What about the limit as $n\to\infty$? In other words, what is the probability of landing on any square in the limit as we get very far from the starting point? This can be calculated easily from the formula for $q_n$. As $n\to\infty$, the complicated terms drop out, and we obtain $q_n \to \frac{1}{7}\approx 0.142857$. In the case where we roll 3 dice at once, the probability turns out to be $\frac{2}{21}\approx 0.095238$.
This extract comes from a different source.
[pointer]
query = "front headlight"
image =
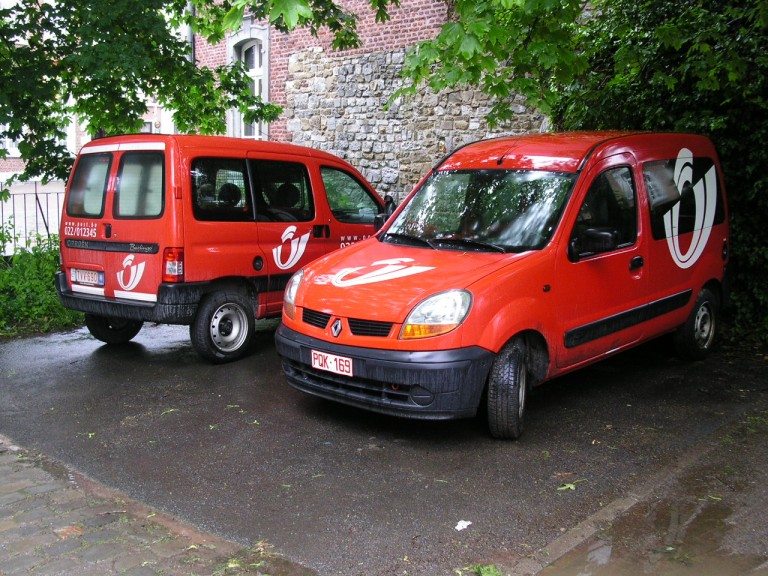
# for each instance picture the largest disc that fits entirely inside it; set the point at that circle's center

And what about for more dice? The probability $\lim_{n\to\infty}q_n$ if $k$ dice are rolled at once is simply the residue of $p(x)$ for the pole at $x=1$. This follows because all other poles will have roots with magnitude less than 1, so they decay to zero as $n\to\infty$. To calculate the residue, we use the fact that $q(1)=1$ and apply L’Hôpital’s rule:
\begin{align}
&\lim_{x\to 1} (1-x) p(x) \\
&= \lim_{x\to 1} \frac{(1-x)q(x)^k}{1-q(x)^k} \\
&= \lim_{x\to 1} \frac{1-x}{1-\left(\frac{x+x^2+x^3+x^4+x^5+x^6}{6}\right)^k} \\
&= \lim_{x\to 1} \frac{-1}{-k \left(\frac{x+x^2+x^3+x^4+x^5+x^6}{6}\right)^{k-1}\left( \frac{1+2x+3x^2+4x^3+5x^4+6x^5}{6} \right)} \\
&= \frac{2}{7k}
\end{align}And we can see that this formula agrees with what we found for $k=1$ and $k=2$. Now I’m wondering if there isn’t a way to arrive at this formula purely from first principles!
Interesting! One must wonder, what is the expression for lim_n q_n when using j dice and is there a nice compact way of getting to that answer?
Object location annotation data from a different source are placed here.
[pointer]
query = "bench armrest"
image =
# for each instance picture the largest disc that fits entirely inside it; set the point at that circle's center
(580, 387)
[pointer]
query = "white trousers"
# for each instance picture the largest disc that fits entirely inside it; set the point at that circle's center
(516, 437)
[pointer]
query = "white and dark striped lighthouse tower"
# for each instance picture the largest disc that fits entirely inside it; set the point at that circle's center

I was thinking the same thing but didn’t figure it out until just now. It’s actually just the residue of $p(x)$ at $x=1$! The result yields $\lim_{n\to\infty}q_n = \frac{2}{7k}$ if you’re rolling $k$ dice at once. I added an extra paragraph at the end of the write-up to explain this.
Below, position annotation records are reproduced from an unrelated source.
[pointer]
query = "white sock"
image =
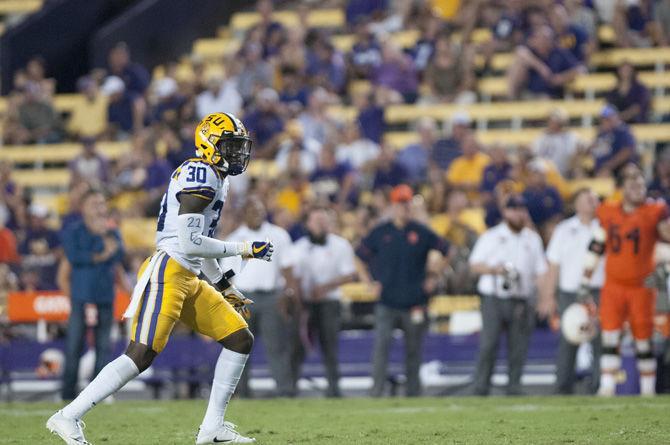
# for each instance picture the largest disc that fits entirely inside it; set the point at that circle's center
(607, 384)
(227, 373)
(110, 379)
(647, 368)
(610, 365)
“Now I’m wondering if there isn’t a way to arrive at this formula purely from first principles!”
— Yes, this appears to be a consequence of the Blackwell renewal theorem (https://encyclopediaofmath.org/wiki/Blackwell_renewal_theorem). Moving forward by the amount shown on k dice amounts to adding an I.I.D. random variable X to your position on the board, and that random variable has mean E[X] = 7k/2. Therefore, according to the theorem, in the limit as n goes to infinity, the probability of landing on space n approaches 1/E[X] = 2 / (7k), which is the result you found using generating functions.